The only two Afghan women at the party, Philip says, were also American citizens. One works in interim leader Hamid Karzai's office. Nevertheless, the police tossed both interpreters into a police van. Philip says that the cops punched and slapped Mashal and his friend, Farouq, but later released them into the American reporters' custody.

"The next day, the country's newly elected leader, Mr. Karzai (page 1), was informed of our run-in and vowed to punish the offending officials. Only one problem," says Philip. "Karzai has no police force that he can call his own, and the UN peacekeepers didn't want to touch this one."

• IT'S ALL IN THE NAME: Martin Hodgson says the island he writes about today (page 7) is the only part of Colombia where people aren't completely baffled by his surname. "Hodgson is one of the most common family names on the island, thanks to an 18th-century British official (and presumably, slave-owner) who administrated the San Andres archipelago and Nicaragua's Mosquito Coast," Martin says. "At the hotel I stayed at, the receptionist told me that she'd presumed I was Nicaraguan.

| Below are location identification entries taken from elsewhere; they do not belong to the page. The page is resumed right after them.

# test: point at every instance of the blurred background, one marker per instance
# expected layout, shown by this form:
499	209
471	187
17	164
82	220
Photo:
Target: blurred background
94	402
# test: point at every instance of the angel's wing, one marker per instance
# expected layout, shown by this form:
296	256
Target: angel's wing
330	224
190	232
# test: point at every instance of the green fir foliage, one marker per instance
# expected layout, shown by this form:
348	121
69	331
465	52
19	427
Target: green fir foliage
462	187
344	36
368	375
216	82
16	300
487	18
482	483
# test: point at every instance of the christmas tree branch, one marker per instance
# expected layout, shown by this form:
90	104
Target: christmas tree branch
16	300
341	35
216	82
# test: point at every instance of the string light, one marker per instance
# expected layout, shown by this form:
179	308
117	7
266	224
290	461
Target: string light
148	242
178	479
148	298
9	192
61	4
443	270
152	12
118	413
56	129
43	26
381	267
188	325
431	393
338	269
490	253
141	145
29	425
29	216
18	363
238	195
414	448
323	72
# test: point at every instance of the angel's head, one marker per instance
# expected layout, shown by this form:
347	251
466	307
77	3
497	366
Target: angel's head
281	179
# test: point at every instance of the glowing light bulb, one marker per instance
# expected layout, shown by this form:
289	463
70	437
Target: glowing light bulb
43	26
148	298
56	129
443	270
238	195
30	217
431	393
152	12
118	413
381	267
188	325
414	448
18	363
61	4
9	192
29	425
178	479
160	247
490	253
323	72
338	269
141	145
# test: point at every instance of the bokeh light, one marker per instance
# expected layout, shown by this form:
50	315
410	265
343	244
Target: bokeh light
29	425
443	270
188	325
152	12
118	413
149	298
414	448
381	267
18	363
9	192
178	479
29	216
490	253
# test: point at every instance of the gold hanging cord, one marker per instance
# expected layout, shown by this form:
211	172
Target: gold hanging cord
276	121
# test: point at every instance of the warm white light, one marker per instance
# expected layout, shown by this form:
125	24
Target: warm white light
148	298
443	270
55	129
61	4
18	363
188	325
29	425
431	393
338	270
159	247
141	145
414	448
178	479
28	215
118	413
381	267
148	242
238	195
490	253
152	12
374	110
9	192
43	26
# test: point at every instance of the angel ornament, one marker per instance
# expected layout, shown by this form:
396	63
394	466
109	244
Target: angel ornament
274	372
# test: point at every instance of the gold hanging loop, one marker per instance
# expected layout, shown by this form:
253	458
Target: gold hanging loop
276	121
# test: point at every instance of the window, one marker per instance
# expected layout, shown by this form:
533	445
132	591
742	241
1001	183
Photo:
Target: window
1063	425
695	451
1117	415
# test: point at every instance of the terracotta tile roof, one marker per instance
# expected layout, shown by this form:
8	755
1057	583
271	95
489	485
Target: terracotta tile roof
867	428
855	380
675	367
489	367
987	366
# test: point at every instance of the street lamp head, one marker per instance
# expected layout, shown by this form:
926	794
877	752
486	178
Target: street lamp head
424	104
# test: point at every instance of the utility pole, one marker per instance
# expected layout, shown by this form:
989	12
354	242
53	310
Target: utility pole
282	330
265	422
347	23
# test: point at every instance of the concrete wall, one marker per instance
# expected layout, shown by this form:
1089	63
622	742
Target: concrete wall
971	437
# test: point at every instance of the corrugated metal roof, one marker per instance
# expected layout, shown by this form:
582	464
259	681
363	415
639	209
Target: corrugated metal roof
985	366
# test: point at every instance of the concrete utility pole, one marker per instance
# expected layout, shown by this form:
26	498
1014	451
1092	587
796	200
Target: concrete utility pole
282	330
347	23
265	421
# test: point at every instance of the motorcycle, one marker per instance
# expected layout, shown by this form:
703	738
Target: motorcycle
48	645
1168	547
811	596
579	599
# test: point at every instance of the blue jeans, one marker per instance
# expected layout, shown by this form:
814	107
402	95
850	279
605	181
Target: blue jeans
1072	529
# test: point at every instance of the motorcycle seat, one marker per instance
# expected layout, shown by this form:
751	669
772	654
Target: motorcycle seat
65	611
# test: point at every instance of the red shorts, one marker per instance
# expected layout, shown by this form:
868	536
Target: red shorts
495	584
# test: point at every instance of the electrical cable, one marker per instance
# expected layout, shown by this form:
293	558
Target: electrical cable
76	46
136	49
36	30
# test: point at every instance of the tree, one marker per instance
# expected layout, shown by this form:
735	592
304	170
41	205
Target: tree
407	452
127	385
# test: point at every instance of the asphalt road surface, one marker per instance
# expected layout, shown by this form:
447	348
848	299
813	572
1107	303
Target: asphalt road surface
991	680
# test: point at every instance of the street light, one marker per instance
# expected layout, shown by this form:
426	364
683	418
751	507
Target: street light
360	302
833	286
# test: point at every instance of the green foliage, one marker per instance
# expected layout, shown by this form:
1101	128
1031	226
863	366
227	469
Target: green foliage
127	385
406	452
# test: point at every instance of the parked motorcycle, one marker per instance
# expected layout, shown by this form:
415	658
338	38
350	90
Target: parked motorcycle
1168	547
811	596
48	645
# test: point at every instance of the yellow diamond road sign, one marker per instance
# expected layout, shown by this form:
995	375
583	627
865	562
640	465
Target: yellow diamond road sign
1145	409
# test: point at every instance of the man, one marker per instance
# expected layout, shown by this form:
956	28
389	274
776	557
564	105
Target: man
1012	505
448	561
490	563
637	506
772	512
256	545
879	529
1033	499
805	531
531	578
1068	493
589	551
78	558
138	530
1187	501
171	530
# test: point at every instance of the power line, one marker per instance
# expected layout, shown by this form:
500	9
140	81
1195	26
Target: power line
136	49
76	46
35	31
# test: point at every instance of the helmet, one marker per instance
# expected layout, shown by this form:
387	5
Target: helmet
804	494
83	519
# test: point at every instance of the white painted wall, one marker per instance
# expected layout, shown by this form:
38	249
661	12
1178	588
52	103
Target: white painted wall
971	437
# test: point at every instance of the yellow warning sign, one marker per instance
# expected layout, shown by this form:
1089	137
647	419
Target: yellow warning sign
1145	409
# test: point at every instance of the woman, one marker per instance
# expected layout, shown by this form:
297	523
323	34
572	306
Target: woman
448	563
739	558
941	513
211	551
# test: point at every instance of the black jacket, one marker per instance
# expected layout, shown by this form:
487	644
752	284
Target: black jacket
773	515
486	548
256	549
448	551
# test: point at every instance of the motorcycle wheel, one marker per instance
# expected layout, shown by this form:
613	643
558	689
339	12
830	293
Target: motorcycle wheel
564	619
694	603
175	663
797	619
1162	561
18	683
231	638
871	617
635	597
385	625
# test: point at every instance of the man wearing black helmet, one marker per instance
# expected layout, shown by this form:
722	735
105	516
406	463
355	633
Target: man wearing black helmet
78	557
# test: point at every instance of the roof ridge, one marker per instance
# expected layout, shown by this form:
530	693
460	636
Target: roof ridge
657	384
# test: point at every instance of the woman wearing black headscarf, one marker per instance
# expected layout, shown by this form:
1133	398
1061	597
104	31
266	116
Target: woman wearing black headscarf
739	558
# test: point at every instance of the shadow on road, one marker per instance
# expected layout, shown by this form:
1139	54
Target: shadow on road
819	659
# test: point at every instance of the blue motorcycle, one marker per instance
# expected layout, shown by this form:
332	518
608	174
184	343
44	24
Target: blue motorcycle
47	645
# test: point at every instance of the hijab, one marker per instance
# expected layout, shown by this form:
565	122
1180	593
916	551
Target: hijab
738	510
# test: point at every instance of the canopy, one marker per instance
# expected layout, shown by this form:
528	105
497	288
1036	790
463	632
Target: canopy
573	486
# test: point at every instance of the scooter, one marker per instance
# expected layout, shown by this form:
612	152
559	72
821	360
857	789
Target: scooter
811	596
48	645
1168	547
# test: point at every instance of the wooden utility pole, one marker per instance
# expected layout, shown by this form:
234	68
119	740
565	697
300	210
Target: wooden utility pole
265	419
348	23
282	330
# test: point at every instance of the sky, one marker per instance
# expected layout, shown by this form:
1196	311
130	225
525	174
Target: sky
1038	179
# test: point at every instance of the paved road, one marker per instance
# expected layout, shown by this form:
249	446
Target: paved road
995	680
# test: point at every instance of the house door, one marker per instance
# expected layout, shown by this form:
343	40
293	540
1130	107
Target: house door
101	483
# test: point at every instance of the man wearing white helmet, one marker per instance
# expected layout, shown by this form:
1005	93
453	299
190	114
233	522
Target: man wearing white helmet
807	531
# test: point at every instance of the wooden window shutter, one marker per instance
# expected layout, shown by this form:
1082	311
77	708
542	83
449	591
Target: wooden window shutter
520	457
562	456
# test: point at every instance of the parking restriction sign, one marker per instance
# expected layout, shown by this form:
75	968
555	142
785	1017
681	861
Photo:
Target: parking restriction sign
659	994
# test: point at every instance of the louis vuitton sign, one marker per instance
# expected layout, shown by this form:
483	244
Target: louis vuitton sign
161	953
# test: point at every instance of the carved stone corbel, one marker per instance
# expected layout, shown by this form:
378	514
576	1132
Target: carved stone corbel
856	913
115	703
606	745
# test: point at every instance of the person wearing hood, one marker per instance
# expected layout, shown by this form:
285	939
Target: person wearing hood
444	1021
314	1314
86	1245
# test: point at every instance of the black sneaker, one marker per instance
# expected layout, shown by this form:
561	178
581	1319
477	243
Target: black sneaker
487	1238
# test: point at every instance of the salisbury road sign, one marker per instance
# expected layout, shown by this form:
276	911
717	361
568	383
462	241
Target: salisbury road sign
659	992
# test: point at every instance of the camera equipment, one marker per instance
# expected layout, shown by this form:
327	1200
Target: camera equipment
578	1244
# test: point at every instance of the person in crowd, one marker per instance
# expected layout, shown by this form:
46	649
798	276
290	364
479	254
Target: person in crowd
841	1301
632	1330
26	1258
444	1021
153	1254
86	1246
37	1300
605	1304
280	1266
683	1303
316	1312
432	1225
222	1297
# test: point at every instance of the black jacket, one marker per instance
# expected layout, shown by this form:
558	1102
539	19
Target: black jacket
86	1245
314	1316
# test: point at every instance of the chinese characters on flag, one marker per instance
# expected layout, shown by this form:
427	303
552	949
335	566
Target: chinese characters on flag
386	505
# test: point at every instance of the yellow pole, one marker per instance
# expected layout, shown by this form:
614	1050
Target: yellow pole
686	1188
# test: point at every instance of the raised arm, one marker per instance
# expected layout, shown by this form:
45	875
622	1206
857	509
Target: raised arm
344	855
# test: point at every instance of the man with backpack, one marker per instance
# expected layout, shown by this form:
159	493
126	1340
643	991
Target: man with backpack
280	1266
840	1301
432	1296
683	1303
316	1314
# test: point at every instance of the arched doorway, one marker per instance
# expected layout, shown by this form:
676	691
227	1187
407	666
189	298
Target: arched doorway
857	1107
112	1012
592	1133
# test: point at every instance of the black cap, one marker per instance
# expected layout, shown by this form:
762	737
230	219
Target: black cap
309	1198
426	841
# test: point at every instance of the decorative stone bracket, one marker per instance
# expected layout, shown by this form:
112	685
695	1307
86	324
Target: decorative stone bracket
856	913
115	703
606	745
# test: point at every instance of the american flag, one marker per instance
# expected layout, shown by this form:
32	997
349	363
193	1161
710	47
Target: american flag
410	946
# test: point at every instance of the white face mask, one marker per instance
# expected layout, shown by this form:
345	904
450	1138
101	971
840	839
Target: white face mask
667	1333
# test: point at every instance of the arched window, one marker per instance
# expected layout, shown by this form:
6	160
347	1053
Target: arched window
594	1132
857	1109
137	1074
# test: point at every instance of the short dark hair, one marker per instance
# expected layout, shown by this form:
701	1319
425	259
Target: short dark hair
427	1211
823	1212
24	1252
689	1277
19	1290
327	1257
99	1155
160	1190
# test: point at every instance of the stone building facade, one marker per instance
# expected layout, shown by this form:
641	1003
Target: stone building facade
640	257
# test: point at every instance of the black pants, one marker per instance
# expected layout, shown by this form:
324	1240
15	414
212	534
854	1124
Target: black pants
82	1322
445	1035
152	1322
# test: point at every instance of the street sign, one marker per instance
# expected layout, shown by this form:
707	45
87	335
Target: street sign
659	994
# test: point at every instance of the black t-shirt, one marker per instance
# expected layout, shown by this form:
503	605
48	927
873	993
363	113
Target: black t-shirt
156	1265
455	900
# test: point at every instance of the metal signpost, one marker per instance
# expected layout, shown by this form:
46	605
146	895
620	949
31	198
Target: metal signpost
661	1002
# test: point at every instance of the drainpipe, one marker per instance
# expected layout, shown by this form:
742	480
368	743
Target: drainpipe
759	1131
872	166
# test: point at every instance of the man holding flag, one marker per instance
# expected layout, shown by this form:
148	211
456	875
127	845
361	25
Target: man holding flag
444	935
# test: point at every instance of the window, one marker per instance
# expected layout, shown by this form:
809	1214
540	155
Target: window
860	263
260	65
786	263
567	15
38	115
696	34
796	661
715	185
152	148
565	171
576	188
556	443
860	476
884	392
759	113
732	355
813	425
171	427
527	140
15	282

I was honored to meet 95-year old Virginia Hodgson, who is a living repository of island folk dancing (she still dances every day) – and, I guess, a very, very, very distant relative."

• SERIOUS FIRST LADY: Nick Blanford says that while interviewing Syrians and diplomats about Bashar al-Assad (this page), it was striking that whatever their view, most of them mentioned what a positive role the president's wife, Asma al Assad, has played.

Although Syria is ruled by a secular regime, it is still a traditional Muslim country where women rarely play public roles. Before marrying the president, Asma al-Akhras lived in London where she worked as a financial analyst. Nick says President Assad's hawkish exterior clearly has been softened by his marriage to Asma. And diplomats told him they were impressed with her high public profile and devotion to social work.